Ihre Chance, sich an dem Mörder mit einem Schwert, das er ihr anbietet, für den Tod ihres Mannes zu rächen, nutzt sie nicht.

Richard überzeugt trotz Grausamkeit mit Charme

Richard küsst die trauernde Witwe Lady Anne (hier Jenny König).
Richard küsst die trauernde Witwe Lady Anne (hier Jenny König).  © Arno Declair

Richard geht sofort in die Offensive, legt ihr dar, was er angeblich für sie empfindet ("Du bist schöner, als Zungen sagen können"), zieht sich aus und hält sich selbst das Schwert an den Leib. Zugestochen wird auch hier nicht.

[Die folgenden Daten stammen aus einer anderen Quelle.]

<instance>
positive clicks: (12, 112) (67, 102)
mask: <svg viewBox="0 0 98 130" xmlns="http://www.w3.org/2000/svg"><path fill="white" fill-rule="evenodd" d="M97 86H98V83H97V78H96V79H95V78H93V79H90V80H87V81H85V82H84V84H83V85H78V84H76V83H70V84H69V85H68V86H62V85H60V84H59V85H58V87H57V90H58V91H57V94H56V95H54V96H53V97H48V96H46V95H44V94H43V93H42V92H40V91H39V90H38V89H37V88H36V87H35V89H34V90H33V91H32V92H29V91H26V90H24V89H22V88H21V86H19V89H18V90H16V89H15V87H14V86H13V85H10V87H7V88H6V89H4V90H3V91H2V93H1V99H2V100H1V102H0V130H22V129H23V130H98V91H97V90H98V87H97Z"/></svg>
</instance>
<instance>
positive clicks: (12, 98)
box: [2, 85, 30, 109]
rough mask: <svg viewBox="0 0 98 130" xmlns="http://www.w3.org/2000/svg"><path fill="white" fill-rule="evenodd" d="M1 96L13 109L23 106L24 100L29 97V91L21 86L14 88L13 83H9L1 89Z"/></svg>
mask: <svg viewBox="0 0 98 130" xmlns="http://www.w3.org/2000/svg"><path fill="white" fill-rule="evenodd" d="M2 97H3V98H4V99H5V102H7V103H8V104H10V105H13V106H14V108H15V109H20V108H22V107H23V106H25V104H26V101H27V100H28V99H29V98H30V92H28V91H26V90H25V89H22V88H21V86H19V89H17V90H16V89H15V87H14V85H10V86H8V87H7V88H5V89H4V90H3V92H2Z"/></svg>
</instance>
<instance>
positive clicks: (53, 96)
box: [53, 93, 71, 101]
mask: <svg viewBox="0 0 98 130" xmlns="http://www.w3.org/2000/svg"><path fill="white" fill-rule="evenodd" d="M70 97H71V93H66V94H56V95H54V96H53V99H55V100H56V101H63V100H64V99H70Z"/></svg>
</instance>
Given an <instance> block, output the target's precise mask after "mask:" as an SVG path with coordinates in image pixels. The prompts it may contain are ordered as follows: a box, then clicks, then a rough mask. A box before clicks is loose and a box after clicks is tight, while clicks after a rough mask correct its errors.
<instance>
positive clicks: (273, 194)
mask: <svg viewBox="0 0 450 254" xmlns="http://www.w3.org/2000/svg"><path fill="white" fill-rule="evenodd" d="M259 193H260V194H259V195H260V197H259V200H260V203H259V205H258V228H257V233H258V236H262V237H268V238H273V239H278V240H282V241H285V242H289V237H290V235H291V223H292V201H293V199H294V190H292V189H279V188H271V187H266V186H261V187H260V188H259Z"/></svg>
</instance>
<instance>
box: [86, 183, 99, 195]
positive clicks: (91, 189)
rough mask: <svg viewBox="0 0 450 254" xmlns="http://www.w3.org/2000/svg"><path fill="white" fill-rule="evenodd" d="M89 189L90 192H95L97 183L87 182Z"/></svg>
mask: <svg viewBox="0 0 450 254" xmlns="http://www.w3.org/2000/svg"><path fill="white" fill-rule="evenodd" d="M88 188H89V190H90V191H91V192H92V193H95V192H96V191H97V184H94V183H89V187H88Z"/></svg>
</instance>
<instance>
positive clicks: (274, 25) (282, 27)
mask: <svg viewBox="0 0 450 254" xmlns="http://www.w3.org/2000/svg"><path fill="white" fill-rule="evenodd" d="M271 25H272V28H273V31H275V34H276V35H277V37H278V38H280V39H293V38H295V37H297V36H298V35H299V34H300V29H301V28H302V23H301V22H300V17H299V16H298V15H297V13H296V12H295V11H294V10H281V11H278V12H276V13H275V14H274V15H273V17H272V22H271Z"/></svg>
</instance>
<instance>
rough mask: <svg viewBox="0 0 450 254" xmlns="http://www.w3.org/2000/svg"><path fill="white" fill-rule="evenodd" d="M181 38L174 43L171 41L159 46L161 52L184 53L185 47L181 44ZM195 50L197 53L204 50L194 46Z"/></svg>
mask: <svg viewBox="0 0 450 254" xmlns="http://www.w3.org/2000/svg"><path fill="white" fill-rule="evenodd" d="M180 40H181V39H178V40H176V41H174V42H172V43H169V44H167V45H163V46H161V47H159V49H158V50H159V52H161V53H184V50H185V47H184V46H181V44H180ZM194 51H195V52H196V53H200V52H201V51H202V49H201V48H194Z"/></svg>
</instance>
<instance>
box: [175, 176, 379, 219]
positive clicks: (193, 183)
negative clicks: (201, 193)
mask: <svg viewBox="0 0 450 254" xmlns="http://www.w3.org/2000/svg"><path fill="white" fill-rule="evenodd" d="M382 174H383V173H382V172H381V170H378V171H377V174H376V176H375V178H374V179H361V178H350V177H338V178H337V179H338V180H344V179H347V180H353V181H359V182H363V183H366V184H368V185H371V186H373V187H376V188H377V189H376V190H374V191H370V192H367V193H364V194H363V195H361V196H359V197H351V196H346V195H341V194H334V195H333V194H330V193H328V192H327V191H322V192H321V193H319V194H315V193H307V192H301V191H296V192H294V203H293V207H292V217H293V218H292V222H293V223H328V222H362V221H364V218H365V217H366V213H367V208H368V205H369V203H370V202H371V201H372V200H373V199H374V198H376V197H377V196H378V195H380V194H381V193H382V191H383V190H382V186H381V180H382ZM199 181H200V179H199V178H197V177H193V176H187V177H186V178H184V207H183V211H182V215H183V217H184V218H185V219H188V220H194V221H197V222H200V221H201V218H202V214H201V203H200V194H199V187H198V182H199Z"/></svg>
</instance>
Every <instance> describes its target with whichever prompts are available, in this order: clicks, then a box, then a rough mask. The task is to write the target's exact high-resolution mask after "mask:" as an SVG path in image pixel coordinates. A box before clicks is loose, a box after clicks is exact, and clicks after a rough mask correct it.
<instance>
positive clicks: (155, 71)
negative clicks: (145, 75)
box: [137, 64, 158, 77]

"Wurde jemals eine Frau in dieser Stimmung umworben?", fragt Richard. Vermutlich nicht.

Anders als die vorherigen und späteren Morde wird der von Clarance (Christoph Gawenda) mitten auf der Bühne inszeniert. Blut breitet sich auf dem sandigen und mit goldenen Konfetti gespickten Boden aus. Das Mordopfer wälzt sich, leidet noch ein bisschen, stirbt qualvoll und wird schließlich von seinen maskierten Mördern von der Bühne gezogen.

Auf der Blutlache rutscht Richard später auch noch aus und kommentiert das Ganze mit einem sarkastischen "Huch". Nicht der einzige Lacher des Abends. Vor allem, wenn Eidinger kurz seine Rolle verließ - ein Handy-Wecker klingelte, mehrere Menschen schauten gleichzeitig auf ihre Uhren - sorgte er mit seinen Anmerkungen für Heiterkeit.

Als er das Publikum allerdings aufforderte: "Oh Mann! Siehst du Scheiße aus. Hast du heute schon geleckt?" zu rufen, nachdem er seinem treuen "Freund" Buckingham (Damir Avdic) beim Brüllen mit Schokoladendessert bespuckt hatte und ihm dieses anschließend ins Gesicht klatschte, stimmen nur die wenigsten mit ein. "Wo seid ihr?"

Das spektakuläre Ende: der Tod Richards. Nur an einem Fuß befestigt wird der in die Luft gezogen. Licht aus. Nicht enden wollender Applaus.

Eidinger zeigte sich, mit verschmiertem Gesicht, erleichtert und glücklich. Aber nicht nur der Star des Abends hinterließ einen bleibenden Eindruck. In Erinnerung dürfte vor allem auch Robert Beyer als Margaret bleiben, die alles verfluchte, was nicht bei drei auf den Bäumen war.